Only in Paul Collingwood, all but
confirmed as the new one-day captain,
plus likely recalls for Vikram
Solanki, 31, and Matthew Hoggard,
30, will England lean towards players
over 30. There will almost
certainly be a first call-up for Essex
batsman Mark Pettini, 23, and a
limited-overs return for his county
colleague Alastair Cook.
Crucially, there will also be a
change of policy away from picking
players and then adapting tactics to
their strengths. Instead, England
will follow the rest of the world in
selecting attacking batsmen who
can take advantage of power
plays and those who can thrive
in Twenty20 as well as 50-over
cricket.
Such has been the overwhelming
success of the English innovation
that England are keen on making
an impact in the first Twenty20
World Cup in South Africa in
September, even though there will
be no call-up for 'specialists' like
Warwickshire captain Darren
Maddy.
There will be a thank-you to
wicketkeeper Paul Nixon, 36, for his
World Cup efforts but an acknowledgement
that Matt Prior has
earned the opportunity to take over
in the limited-overs game.
Andrew Flintoff is ruled out by
injury; it is too early for Marcus
Trescothick's comeback and
Andrew Strauss will be rested. In
any case, he does not justify
selection in one-day cricket.
Collingwood became the obvious
choice as captain once Kevin Pietersen dropped out of the
running. KP confirmed yesterday
that he had told the selectors he
prefers to concentrate on his
batting for now.
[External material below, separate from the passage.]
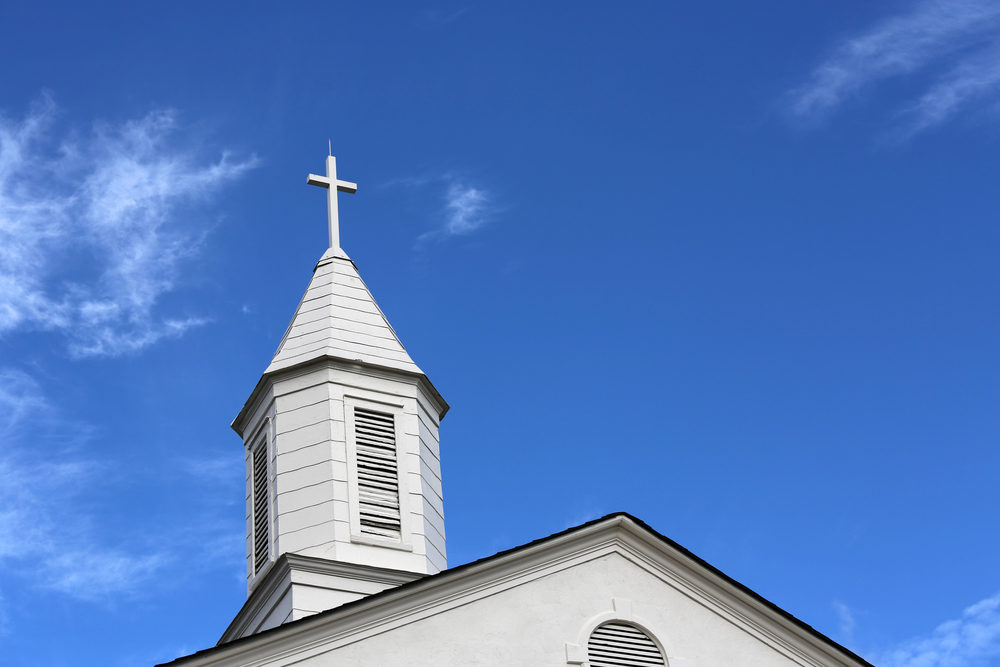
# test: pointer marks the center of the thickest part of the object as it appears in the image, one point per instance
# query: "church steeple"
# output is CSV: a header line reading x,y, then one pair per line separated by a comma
x,y
343,468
But Collingwood
remains a conservative choice and
a stab in the dark because his captaincy
experience has been limited
to three first-class games, four onedayers
and a spell in charge of
Shotley Bridge Under-18s.
The Durham all-rounder is a man
who will work closely with Vaughan
and will not be perceived as a threat
to the Test captain, enhancing the
chances of the split-captaincy
system becoming a success.
Yet, it would have been far more
imaginative if England had
persuaded Pietersen that the time
is right for him to take over as
one-day captain — extending his
influence over the team beyond
world-class batting in both forms of
the game.
The showbiz lifestyle and skunk
haircut have been consigned to the
past and Pietersen, approaching his
27th birthday, has a shrewd cricket
brain and maturity that is rarely
found in England-raised players of
the same age.
He will also be around his peak at
the time of the next World Cup
while Collingwood, now 31, will be
approaching the end of his career
by 2011.
Yes, Pietersen may prefer to
remain in the ranks for now but
Collingwood was making the same
noises — publicly and to the selectors
— at the start of this season, a
development which is now put
down to respect for Vaughan while
he was still in the job.
It could well be that Pietersen is
of the same mould as people like
Shane Warne and Nasser Hussain —
characters who were said to be too
self-absorbed and 'risky' for leadership
but became two of the best
and most natural captains the modern
game has seen.
While England may be missing a
trick with the captaincy, they will be
naming a talented squad to face a
West Indies side who will surely put
up a better fist of competing in
limited-overs cricket under the
leadership of Chris Gayle, who was
born to play the short forms.
It would be a major surprise if
England do not win at least three of
the five games which begin with the
Twenty20 double header at the Brit
Oval next Thursday and Friday.
POSSIBLE SQUAD
Collingwood (capt; Durham),
Cook, Pettini (Essex), Pietersen
(Hampshire), Prior (wkt; Sussex),
Bell (Warwickshire), Solanki
(Worcestershire), Shah or Joyce
(Middlesex), Yardy (Sussex), Broad
(Notts), Anderson (Lancashire),
Panesar (Northants), Sidebottom
(Notts), Hoggard (Yorkshire).
(Ravi Bopara, Essex, will be named
15th man subject to injury concerns).